I'm afraid that you just don't know what you're talking about, Robert - and 
IIRC I've corrected you on this elsewhere, so you have no excuse for repeating 
your misconceptions now.

WAFL provides not one but two checksum mechanisms which separate the checksums 
and their updates from the data that they protect and hence should offer every 
bit as much protection as ZFS's checksums do.

 Then you've got built-in
> compression which is not
> only about reducing disk usage but also improving
> performance (real
> case here in a production).

Are you seriously suggesting that compression qualifies as a 'novel' feature in 
a file system?  Or did you just kind of lump it into your paragraph which began 
apparently as a rebuttal to a comment I doubt I ever made in the first place?

> 
> Then integration with NFS,iSCSI,CIFS (soon), getting
> rid of
> /etc/vfstab, snapshots/clones and sending incremental
> snapshots.

Can you say "WAFL clone"?

> 
> Ability to send incremental snapshots - that actually
> changes a game
> in some environments.

Save for those using WAFL, of course - or, for that matter, any system that 
supports snapshots to which incremental backup utilities may be applied.  I 
wouldn't keep harping on this if the underlying subject here weren't how 
'novel' ZFS is...

The funny thing is, I *like* ZFS, by and large.  I had been roughing out the 
design of a write-anywhere-when-it-makes-sense file system with in-parent 
checksum protection and enhanced metadata redundancy before I ever heard of 
ZFS, and when I did hear about it I was impressed that a major corporation had 
had the initiative to fund development in what I consider to be a neglected 
area.  I do consider the RAID-Z design to be somewhat brain-damaged, and still 
believe that using a transaction log makes more sense (when its presence is 
thoroughly leveraged) than the full-tree-path write-back approach that ZFS uses 
(it's especially ironic that they wound up needing a log *anyway*) - though 
this has significant implications for how one approaches snapshots and CDP, and 
don't believe they use disk pools as flexibly as they could, and was 
disappointed that they didn't build something more easily extensible to a 
distributed approach, but still think that ZFS is the kind of 'measurable 
 stride forward' in storage that I recently characterized it as being.

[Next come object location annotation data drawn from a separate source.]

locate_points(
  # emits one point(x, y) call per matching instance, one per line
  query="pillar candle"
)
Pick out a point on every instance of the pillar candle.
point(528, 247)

However, I hadn't realized (with respect to ZFS or to my own design) just how 
much in this area NetApp had implemented first.  I (and quite possibly the ZFS 
implementors as well) approached the problem not *through* WAFL but via an 
independent path that happened to lead to a rather similar destination.  I 
thought of WAFL's 'write anywhere' policy as applying primarily to RAID-4 
stripes, since that's how it usually tries to aggregate data in NVRAM, whereas 
mine (and ZFS's) felt more like old-style 'shadow paging', in my case as 
modified by use of a transaction log.  And I had no idea that WAFL had 
implemented separate checksum protection.

Not that I have any opinion one way or the other when it comes to patent 
enforceability:  unlike a lot of people, I understand just how specialized the 
qualifications required to make an informed assessment in that area are.

The older I get, the more disturbing it is to see just how unobjective most 
people really are.  It's bad enough in politics, but I used to think that 
technical types were at least somewhat better at viewing things analytically - 
probably because technical merit so consistently trumped bias and bluster 
during my early experiences at DEC (though looking back on that now I can 
recall an occasional possible exception even there).

In some ways I see engineers as being one of the few remaining checks on 
marketing excesses, much as the court system is supposed to be the ultimate 
check on political excesses.  I value those checks enough that I'm willing to 
devote some effort to keeping them working properly.